The Power of Compounding

The writer is a Delhi, India based Certified Financial Planner CFPCM, conferred upon by the
Financial Planning Standards Board. If you are an Indian resident looking for a financial plan prepared according to your needs & goals, write to her at shruti(AT)

Working for making money and making your money work for you are two separate things. You know about working for money, investing allows you to turn the tables by making money work for you. Investing means putting money to work, to earn more money, it is done through the power of compounding.

 “The power of compounding is the eight wonder of world. One who understands it, earns it and the one who does not pays it.”

Compounding is the first step towards long – term wealth creation.

Compounding refers to generating earnings from previous earnings. Let us understand this with the help of an example:

Let’s say you invested 1,00,000 @ 8%. After a year you will have 1,08,000. Due to compounding next year you will get 8% on 1,08,000 which will then leave you with 1,16,640. Next year interest will be calculated on 1,16,640 @ 8% and so on. In time these savings will grow exponentially.

In our fast-paced world of instant gratification, it can be easy to get discouraged by a seemingly slow growth of your investment. But before you know it, your investment will begin to snowball gaining momentum faster than seems possible in the early stages.

After 10 years your 1,00,000 will be 2,15,892. After 20 years it will be 4,66,096. And in 30 years you will get 10,06,266.

The fascinating effects of compounding help your initial investment gather strength over longer periods of time and become an avalanche of wealth. Compounding is like wine, it yields better results when money is invested over longer duration.

This is just one example of investment made by you. Can you imagine the power of compounding with a number of similar regular investments made over time? Let’s find out.

In the aforementioned example, if you invest 1,00,000 lump sum annually @ 8%, after 10 years it will be 15,64,549. After 20 years it will be 49,42,292. And in 30 years you will get 1,22,34,587.

Rate of interest makes a disproportionately huge difference, even 2% more return every year can give you much more than  just the proportionate benefit over time. If instead of going for @ 8% you invest @ 10%, after 30 years you will get 1,80,94,342 as compared to 1,22,34,587.

Therefore, if your Fixed Deposit is giving return @ 6% and a debt mutual fund is giving return @ 8%, don’t think it is just 2% extra.

So, compounding is a great way to build wealth as long as you have time. The longer you stay invested the more money you will make. The best way to take benefit of compounding is to start saving and investing as early as possible. The earlier you start investing the greater will be the power of compounding.

Start as soon as possible. Stop delaying, by saying “I will start investing once I have earned enough money”. You can start with a small sum as the key is not the initial investment but the duration of investment.

₹6,000 invested annually @ 8% for 20 years will give 2,96,538 and ₹30,000 invested annually @ 8% for 5 years will only give 1,90,078.

Let’s take another example to understand the importance of time in compounding. If you want to have 1 Crore by the age of 60 and start investing monthly @ 10% from the age of 25 you only need ₹2,615 per month. But if you start investing from the age of 30 you will need ₹4,400 per month.

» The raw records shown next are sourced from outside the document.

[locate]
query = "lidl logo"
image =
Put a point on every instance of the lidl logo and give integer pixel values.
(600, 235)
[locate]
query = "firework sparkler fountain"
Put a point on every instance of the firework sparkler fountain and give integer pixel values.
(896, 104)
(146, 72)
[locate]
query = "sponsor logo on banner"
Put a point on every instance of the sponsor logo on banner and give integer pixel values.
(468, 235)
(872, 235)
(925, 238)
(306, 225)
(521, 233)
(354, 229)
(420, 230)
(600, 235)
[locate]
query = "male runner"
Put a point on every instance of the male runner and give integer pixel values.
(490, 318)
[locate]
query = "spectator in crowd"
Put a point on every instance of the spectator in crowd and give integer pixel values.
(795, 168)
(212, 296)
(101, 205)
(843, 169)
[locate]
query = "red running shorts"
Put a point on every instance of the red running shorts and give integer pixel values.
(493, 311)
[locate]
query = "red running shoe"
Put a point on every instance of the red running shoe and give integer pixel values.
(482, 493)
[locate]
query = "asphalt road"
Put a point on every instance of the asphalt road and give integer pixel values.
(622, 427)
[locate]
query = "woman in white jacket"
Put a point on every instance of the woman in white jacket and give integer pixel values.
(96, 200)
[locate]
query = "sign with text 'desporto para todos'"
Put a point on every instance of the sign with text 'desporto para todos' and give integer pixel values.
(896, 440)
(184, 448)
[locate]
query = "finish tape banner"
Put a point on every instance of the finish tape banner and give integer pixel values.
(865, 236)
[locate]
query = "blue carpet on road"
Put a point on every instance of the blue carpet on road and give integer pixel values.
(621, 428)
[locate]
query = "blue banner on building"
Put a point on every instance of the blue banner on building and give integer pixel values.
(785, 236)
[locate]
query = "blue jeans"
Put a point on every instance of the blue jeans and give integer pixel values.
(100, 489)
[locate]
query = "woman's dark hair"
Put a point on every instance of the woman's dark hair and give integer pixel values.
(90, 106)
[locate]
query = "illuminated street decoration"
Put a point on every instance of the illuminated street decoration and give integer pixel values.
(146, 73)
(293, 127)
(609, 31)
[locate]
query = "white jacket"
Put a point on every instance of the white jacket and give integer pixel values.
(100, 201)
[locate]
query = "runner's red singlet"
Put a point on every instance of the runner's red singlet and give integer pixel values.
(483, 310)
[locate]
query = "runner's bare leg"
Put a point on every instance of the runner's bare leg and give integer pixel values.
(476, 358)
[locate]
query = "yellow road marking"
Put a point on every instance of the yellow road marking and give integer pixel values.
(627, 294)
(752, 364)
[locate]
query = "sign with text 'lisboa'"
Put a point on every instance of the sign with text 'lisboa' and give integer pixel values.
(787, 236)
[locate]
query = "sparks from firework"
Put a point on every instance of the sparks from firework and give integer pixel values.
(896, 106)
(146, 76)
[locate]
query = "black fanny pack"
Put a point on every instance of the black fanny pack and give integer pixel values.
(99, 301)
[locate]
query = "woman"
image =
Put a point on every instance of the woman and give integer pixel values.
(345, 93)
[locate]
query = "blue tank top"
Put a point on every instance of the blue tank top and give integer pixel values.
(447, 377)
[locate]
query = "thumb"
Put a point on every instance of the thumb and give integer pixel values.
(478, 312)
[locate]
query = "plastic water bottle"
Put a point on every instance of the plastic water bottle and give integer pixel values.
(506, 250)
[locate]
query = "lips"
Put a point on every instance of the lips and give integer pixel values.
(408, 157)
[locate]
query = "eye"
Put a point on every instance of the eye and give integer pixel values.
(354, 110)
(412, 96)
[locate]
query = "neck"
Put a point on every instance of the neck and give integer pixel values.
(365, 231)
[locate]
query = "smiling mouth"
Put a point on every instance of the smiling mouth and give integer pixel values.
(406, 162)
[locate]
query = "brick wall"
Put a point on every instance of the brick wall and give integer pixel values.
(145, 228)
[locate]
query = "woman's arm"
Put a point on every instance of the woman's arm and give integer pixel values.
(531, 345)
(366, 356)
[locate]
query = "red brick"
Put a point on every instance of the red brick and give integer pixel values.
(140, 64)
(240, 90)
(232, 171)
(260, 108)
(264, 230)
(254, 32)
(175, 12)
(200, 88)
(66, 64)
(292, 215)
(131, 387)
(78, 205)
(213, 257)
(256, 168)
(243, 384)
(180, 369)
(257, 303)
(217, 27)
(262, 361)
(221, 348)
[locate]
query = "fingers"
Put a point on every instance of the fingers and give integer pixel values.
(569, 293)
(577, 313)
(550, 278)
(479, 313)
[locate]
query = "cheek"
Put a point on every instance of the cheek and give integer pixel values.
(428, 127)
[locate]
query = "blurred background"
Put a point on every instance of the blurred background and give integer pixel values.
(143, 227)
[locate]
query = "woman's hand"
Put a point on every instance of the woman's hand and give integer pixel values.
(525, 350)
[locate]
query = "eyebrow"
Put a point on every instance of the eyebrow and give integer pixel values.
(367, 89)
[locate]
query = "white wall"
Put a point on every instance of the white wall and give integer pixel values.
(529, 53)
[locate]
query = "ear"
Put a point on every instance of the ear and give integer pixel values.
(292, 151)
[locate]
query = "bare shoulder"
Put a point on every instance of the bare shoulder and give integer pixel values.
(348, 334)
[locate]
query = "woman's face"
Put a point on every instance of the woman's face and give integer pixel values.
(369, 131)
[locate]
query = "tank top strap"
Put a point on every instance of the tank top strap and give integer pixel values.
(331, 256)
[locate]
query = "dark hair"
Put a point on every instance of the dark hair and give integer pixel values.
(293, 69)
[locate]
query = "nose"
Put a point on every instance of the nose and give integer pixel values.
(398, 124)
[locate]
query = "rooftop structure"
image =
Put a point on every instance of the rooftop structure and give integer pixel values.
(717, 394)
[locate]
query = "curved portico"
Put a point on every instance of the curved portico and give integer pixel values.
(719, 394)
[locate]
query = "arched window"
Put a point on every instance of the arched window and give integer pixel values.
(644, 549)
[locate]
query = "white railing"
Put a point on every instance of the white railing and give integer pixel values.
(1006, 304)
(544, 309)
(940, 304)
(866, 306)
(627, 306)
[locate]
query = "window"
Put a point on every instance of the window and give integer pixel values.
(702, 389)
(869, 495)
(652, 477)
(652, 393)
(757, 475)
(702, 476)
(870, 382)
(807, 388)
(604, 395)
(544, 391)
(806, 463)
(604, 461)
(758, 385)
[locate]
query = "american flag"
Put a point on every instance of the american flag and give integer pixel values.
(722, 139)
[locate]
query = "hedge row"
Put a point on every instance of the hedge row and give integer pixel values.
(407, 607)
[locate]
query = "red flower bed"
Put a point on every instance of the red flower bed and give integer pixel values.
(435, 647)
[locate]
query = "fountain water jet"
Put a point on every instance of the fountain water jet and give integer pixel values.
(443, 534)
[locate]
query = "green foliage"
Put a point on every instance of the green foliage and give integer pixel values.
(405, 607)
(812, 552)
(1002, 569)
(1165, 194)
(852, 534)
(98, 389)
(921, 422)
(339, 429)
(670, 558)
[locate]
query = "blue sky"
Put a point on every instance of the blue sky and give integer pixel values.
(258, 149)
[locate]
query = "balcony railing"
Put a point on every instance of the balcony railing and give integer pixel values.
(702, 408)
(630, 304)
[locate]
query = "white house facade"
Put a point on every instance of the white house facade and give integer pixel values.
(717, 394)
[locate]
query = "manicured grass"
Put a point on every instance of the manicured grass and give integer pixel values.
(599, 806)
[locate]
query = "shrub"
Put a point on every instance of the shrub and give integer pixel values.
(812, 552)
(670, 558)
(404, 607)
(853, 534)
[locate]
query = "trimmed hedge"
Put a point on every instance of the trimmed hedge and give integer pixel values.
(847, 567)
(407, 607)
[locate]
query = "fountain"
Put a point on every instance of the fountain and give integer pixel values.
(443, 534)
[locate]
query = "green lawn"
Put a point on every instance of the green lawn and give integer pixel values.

Just 5 years delay can double the monthly investment required to reach your goal. This clearly shows that you can invest less if you start early, but if you start late, you will have to invest much much more to fulfill your goal. Warren Buffet started investing at the age of 12 and his only regret is that he should have started sooner.

All good things take time. Stay invested for long term. If you have patience and discipline your money can work for you and make a great difference in your account balance over time.